The government’s new tourism strategy aims to attract 40 million visitors from abroad and have them spend ¥8 trillion a year by 2020 — both goals about twice what was achieved in 2015. It is indeed an ambitious plan that would turn Japan into one of the world’s major travel destinations. The number of inbound tourists roughly doubled over the past two years, but it can’t be taken for granted this trajectory will continue. The government should work out an action plan with concrete steps to enhance conveniences for visitors, including improved accommodations and easy access to interesting tourist spots.

When the Visit Japan Campaign was launched in 2003, inbound tourists numbered 5.2 million. The campaign set out to increase the total to 10 million in seven years. The figure reached 8.6 million in 2010 but plunged to 6.2 million the next year, when the nation was hit by the 3/11 quake, tsunami and nuclear disasters. Inbound tourism has since picked up again with a sharp increase in visitors from Asian economies as the weak yen made such excursions more affordable and the government eased visa regulations for tourists from Asia. The total topped 10 million for the first time in 2013 and surged to 19.73 million last year. Consumption by these visitors increased to ¥3.47 trillion in 2015, thanks in particular to buying sprees by Chinese visitors.

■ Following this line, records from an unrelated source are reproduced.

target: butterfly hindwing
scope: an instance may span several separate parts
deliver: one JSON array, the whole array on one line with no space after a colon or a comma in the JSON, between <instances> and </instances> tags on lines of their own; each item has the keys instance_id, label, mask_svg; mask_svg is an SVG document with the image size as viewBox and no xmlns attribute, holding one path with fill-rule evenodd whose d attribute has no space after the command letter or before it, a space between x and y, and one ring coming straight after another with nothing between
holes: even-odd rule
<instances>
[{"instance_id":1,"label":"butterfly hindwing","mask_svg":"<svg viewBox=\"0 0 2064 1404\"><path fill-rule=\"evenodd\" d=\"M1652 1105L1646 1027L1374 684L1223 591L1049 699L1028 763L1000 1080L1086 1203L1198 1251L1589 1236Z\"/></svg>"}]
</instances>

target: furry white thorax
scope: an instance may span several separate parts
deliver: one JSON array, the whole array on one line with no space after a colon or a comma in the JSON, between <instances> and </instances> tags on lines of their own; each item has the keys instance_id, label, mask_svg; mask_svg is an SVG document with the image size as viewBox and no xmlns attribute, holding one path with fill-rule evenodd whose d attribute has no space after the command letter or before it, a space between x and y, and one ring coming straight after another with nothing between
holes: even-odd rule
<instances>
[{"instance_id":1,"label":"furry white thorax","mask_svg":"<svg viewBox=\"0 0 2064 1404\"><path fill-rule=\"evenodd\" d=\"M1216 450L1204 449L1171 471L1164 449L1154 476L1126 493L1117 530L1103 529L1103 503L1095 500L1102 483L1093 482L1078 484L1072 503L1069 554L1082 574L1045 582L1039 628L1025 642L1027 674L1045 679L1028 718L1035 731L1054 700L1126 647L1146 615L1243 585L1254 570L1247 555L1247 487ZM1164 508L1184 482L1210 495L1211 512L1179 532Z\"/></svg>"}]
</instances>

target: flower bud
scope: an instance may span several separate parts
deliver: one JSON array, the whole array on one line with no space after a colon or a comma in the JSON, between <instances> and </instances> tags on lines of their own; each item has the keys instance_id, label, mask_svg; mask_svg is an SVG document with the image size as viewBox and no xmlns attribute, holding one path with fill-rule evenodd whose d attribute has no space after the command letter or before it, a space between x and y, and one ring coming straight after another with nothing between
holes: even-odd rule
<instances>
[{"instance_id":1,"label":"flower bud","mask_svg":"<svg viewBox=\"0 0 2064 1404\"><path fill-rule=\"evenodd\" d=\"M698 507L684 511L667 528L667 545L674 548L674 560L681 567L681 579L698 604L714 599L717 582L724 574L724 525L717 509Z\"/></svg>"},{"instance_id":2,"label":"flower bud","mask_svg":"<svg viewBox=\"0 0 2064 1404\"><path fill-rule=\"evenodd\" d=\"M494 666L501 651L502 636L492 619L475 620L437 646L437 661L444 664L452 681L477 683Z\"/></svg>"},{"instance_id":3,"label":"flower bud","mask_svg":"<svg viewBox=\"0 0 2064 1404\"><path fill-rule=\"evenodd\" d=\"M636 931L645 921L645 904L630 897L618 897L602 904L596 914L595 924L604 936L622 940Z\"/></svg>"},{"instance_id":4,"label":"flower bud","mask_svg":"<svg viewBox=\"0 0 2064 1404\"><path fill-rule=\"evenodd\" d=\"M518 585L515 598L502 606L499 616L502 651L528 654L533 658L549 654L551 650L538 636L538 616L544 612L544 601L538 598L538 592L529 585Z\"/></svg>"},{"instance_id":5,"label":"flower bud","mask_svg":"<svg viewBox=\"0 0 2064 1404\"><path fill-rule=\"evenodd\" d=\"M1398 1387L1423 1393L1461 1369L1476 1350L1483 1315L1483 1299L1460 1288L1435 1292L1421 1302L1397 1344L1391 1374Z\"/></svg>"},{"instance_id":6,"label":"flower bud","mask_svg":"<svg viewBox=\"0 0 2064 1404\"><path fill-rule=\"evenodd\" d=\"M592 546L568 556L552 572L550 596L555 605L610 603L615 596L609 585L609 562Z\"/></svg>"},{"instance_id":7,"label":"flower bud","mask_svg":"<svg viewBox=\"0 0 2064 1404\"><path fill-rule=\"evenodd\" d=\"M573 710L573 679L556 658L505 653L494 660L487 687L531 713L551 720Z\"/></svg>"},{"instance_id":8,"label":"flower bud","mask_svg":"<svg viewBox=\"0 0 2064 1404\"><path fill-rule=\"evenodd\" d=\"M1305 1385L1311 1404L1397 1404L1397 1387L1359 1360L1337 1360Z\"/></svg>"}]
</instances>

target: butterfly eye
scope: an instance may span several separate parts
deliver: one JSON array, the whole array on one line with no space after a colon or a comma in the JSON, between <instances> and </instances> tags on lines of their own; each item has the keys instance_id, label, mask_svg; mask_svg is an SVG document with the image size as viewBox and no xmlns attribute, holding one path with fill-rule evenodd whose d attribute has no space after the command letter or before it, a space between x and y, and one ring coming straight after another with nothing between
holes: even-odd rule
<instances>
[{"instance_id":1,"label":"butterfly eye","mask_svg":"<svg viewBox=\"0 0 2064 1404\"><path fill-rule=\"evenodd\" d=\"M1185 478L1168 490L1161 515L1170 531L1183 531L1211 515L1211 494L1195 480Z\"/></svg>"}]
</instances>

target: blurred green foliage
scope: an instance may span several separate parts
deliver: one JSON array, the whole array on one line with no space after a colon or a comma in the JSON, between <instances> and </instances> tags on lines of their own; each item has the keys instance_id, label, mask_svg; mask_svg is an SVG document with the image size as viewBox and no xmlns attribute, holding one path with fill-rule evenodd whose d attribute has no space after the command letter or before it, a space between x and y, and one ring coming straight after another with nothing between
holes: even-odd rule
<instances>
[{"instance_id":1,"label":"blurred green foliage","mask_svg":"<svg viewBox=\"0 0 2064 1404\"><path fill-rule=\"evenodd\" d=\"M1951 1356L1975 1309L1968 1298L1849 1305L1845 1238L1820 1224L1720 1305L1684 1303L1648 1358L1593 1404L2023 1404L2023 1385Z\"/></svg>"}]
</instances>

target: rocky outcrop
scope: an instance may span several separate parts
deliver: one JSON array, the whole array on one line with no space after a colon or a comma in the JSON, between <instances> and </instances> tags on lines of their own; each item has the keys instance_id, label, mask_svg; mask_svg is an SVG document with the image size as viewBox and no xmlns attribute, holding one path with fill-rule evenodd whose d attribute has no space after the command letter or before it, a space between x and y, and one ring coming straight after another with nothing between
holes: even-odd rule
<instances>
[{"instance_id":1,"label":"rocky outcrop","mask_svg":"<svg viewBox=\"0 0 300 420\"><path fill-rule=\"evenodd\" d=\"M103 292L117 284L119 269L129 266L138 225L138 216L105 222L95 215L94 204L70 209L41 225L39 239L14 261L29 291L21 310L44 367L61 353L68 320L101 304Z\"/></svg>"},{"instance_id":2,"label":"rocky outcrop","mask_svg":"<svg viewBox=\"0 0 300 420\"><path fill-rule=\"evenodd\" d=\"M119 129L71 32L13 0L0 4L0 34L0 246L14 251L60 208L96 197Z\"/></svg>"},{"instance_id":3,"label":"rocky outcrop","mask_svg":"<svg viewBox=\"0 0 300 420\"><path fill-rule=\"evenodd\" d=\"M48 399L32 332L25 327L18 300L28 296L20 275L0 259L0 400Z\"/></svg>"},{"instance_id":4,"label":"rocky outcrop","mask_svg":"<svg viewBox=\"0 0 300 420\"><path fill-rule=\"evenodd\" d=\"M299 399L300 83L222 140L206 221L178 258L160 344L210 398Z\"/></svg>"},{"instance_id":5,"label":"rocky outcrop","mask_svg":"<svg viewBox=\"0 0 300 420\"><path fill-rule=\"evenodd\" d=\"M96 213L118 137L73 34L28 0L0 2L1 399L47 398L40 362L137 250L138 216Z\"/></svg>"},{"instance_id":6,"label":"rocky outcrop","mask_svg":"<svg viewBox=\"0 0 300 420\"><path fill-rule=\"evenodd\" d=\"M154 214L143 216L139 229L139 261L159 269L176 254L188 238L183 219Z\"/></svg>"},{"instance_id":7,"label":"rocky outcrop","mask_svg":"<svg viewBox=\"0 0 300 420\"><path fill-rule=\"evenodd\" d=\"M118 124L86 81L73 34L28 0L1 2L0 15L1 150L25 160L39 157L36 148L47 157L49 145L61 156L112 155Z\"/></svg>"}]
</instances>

According to the Japan Tourism Agency, total tourism-related spending in 2013 hit ¥23.6 trillion, creating ripple effects to the tourism industry worth ¥48.8 trillion and 4.19 million jobs. Tourism has become one of the nation’s major industries — and a rare growth sector amid the shrinking population —and can expect further growth if tourist numbers continue to increase.

Still, this opportunity could be squandered unless Japan makes serious efforts. Currently, foreign tourists are facing accommodation shortages in major destinations such as Tokyo and Osaka, where the hotel room occupancy ratio tops 80 percent — 82.3 percent for Tokyo and 85.2 percent for Osaka, far surpassing the national average of 60.5 percent. Boosting the number of hotel rooms may not be enough to cope with the increase in demand. Ways should be explored for greater use of Japanese-style inns and rooms owned by private owners. Another problem is that capacity at both Narita and Haneda airports is expected to reach its limit in the early half of the 2020s. The government should turn its attention to local under-used airports and consider ways to increase the number of direct flights from overseas to these facilities.

A psychological barrier to welcoming foreign visitors appears to linger in certain sectors. A survey found that 35 percent of shops, restaurants and accommodation facilities would prefer not to accept foreign tourists, citing such reasons as language difficulties, bad manners by some visitors and a possible increase in customer troubles. The government should consider what help it can extend to them in overcoming such prejudices.

If the government wants to increase the number of inbound tourists, perhaps the most important thing should be devise ways to lead them to areas that so far have been off the beaten track. Most tourists are still follow the so-called golden route — visit Tokyo first, then see Mount Fuji and finally go on to Kyoto and Osaka. The government and the tourism industry should work together to develop new routes that start and end at regional airports around the country. Attracting low-coast carriers to local airports by drastically cutting landing fees is one possible step.

As part of its efforts, the government is thinking of opening government guest houses in Tokyo’s Akasaka district and in Kyoto, as well as public facilities with historical or cultural values, to the public. It will also have all 47 prefectures and half of the nation’s municipalities develop plans to maintain and get the maximum benefit out of their tourism resources.

It is unlikely that tourism based on shopping, as symbolized by Chinese tourists’ robust spending, will continue to grow at its current rate. A strategy must be devised to increase the number of repeat visitors who come to Japan for purposes other than shopping.

Another survey shows that inbound tourists want easy access to information on restaurants and bars, routes to their destinations and how to use public transport to get there. Increasing the number of tourist information centers, improving multilingual signs in train stations and bus terminals and providing more information on accommodations will be indispensable.

Human resources will also play a crucial role. The government and tourism industry need to make sure workers are properly trained to assist foreign visitors, including better language abilities.

Apart from the national government’s broad plan, local authorities and the tourism industry should set feasible goals to attract visitors from abroad and develop relevant strategies by selecting attractive local themes such as hot springs, food, history and nature. This is a task that will require careful study, insight and ingenuity.